В память об этих людях, а так же обо всех незаслуженно репрессированных людей, в 2010 году в городе Вихоревка, по улице Ленина был открыт Мемориал, посвящённый жертвам репрессий. Идейные вдохновители открытия памятника – известный вихоревский тренер по боксу Николай Георгиевич Лейман, а так же настоятель Храма, воздвигнутого во имя святого Николая Чудотворца, протоиерей Евгений Вениаминович Сумин.
Большой вклад в создание мемориала внесла легендарный управленец из города Вихоревка (на тот момент – действующий Мэр) – Татьяна Ивановна Липина.
Но вернёмся к событиям первой половины XX века.
Для полноты картины следует понимать, что и в среде осуждённых, заключённые Исправительно-Трудовых лагерей «кучковались» друг с другом по статьям и национальностям, невольно образовывая внутрилагерные коллективы, борющиеся за сферы влияния и блага.
Уголовники (блатные) держались обособленно. Украинцы (бандеровцы) – отдельно. Отдельно жили и политические (мужики), стараясь не вступать в конфликты ни с первыми, ни со вторыми. Военнопленные и вовсе не пересекались с основным контингентом лагерей, чаще всего делясь по званиям и отрядам и содержась в отдельных лагерях.
Но простите мне невольное забегание вперёд, ибо многое нужно рассказать и многие фамилии указать в данной части большого повествования.

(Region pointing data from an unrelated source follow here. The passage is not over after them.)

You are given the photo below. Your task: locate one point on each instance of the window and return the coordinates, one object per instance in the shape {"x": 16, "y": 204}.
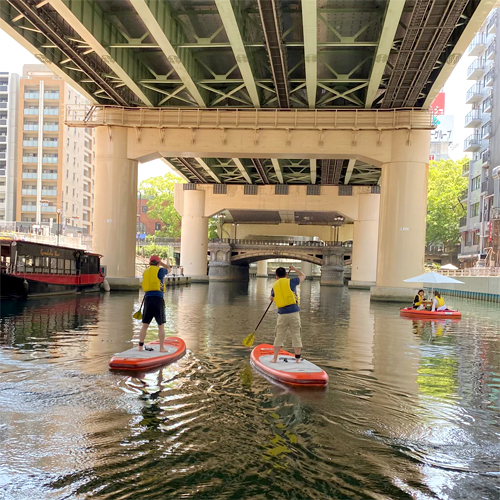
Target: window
{"x": 474, "y": 210}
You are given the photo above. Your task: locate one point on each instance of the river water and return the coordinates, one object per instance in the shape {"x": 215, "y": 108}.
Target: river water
{"x": 411, "y": 410}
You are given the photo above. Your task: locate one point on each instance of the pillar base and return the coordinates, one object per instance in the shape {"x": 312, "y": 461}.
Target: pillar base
{"x": 332, "y": 276}
{"x": 361, "y": 285}
{"x": 222, "y": 271}
{"x": 392, "y": 294}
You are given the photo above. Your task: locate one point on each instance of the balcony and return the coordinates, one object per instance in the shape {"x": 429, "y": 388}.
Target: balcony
{"x": 485, "y": 157}
{"x": 48, "y": 208}
{"x": 472, "y": 143}
{"x": 488, "y": 78}
{"x": 492, "y": 23}
{"x": 50, "y": 159}
{"x": 473, "y": 119}
{"x": 49, "y": 192}
{"x": 486, "y": 131}
{"x": 476, "y": 70}
{"x": 487, "y": 105}
{"x": 474, "y": 94}
{"x": 477, "y": 45}
{"x": 490, "y": 51}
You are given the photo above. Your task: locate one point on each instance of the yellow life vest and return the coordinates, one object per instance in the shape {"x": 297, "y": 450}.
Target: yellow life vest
{"x": 150, "y": 280}
{"x": 283, "y": 294}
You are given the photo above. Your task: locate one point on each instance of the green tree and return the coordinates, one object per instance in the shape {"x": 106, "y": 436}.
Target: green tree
{"x": 444, "y": 210}
{"x": 160, "y": 191}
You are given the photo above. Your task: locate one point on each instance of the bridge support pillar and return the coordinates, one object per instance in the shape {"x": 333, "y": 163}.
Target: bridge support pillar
{"x": 220, "y": 267}
{"x": 115, "y": 208}
{"x": 194, "y": 236}
{"x": 364, "y": 252}
{"x": 401, "y": 236}
{"x": 306, "y": 268}
{"x": 262, "y": 269}
{"x": 332, "y": 270}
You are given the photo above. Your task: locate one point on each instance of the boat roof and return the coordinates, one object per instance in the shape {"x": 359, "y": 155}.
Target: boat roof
{"x": 9, "y": 240}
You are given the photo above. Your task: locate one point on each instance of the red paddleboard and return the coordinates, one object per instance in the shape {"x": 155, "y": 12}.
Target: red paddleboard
{"x": 286, "y": 369}
{"x": 133, "y": 359}
{"x": 409, "y": 312}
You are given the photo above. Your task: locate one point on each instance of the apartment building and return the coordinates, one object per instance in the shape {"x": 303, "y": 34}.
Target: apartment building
{"x": 9, "y": 88}
{"x": 55, "y": 174}
{"x": 477, "y": 245}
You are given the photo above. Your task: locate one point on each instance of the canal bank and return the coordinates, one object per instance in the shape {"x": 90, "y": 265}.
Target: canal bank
{"x": 475, "y": 287}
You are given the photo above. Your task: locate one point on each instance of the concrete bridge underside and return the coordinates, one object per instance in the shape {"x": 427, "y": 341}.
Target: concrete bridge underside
{"x": 297, "y": 106}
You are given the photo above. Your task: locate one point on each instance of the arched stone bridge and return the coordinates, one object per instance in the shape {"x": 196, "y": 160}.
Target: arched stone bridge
{"x": 230, "y": 259}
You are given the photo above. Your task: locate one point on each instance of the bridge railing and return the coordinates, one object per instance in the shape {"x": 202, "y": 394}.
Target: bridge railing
{"x": 295, "y": 243}
{"x": 79, "y": 115}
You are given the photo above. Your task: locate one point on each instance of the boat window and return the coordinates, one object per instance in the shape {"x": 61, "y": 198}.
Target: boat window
{"x": 20, "y": 263}
{"x": 28, "y": 264}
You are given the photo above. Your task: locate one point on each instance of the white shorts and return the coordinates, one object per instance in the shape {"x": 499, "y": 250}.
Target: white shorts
{"x": 288, "y": 323}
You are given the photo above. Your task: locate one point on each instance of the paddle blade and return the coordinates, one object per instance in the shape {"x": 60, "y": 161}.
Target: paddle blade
{"x": 248, "y": 340}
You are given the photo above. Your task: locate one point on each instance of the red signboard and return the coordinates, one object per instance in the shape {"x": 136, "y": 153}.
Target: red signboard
{"x": 437, "y": 106}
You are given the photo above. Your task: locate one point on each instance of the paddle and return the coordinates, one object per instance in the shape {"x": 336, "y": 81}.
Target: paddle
{"x": 138, "y": 314}
{"x": 248, "y": 340}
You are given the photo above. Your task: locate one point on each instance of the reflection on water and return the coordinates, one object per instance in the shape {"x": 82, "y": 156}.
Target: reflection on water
{"x": 411, "y": 411}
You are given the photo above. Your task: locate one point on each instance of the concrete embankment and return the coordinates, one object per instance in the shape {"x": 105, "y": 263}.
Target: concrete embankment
{"x": 132, "y": 284}
{"x": 474, "y": 287}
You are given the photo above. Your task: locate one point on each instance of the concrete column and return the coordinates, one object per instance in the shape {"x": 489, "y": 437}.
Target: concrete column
{"x": 401, "y": 236}
{"x": 364, "y": 251}
{"x": 262, "y": 269}
{"x": 306, "y": 268}
{"x": 194, "y": 235}
{"x": 115, "y": 202}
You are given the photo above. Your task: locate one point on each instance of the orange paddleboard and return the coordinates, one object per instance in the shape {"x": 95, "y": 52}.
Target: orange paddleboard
{"x": 409, "y": 312}
{"x": 133, "y": 359}
{"x": 286, "y": 369}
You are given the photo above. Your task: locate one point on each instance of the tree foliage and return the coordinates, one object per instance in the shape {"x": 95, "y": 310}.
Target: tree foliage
{"x": 444, "y": 209}
{"x": 160, "y": 191}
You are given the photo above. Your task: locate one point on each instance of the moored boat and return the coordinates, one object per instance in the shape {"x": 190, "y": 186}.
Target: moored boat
{"x": 33, "y": 269}
{"x": 409, "y": 312}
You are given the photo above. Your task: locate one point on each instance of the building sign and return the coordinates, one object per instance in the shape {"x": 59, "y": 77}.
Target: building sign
{"x": 444, "y": 129}
{"x": 437, "y": 106}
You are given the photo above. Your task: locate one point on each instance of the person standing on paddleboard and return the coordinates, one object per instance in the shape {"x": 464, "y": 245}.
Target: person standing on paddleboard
{"x": 284, "y": 296}
{"x": 154, "y": 304}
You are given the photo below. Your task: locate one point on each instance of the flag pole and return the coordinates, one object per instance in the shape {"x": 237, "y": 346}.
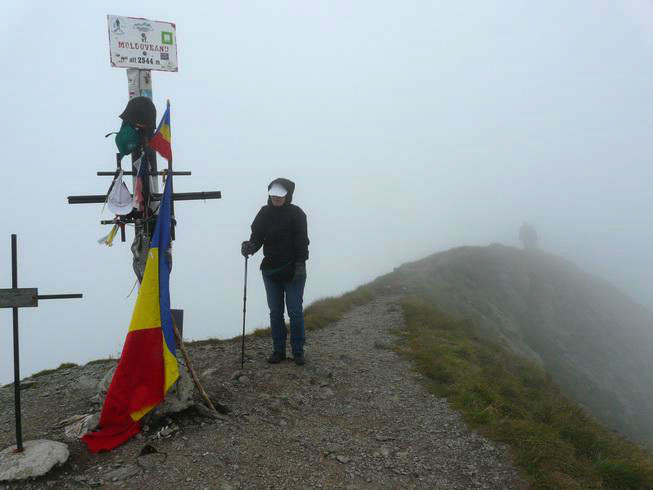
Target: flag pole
{"x": 169, "y": 176}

ГУЛАГ наполнялся «волнами».
В 20-е годы в лагеря в основном попадали политические противники большевиков (эсеры, меньшевики, анархисты), а так же представители духовенства и граждане, сочувствовавшие Белому движению (например – донские казаки);
В 1929-30 году, основной массой осуждённых являлись раскулаченные крестьяне (около 2 миллионов человек), а так же вредители социалистического производства (около 138 тысяч человек);
В 1937-38 годах, в годы «Большого Террора» в лагеря и вовсе попало около 690 тысяч человек, в рамках глобальной чистки всех государственных структур и институтов сторонниками идей Иосифа Виссарионовича Сталина. В годы «Большого Террора» особо сильно пострадали военные офицеры и представители интеллигенции. Именно они, ни с того ни с сего были объявлены «врагами народа» по надуманным обвинениям;
В 1940-е, с началом войны, основная масса «новых поступлений живой силы в лагеря» - депортированные поляки, украинцы, прибалты, жители Молдавии, крымские татары, чеченцы, ингуши и другие кавказские народы;
После войны – военнопленные, новые «изменники Родине», побывавшие в немецких лагерях, а так же мирное население, оставшееся на оккупированных территориях и харбинцы.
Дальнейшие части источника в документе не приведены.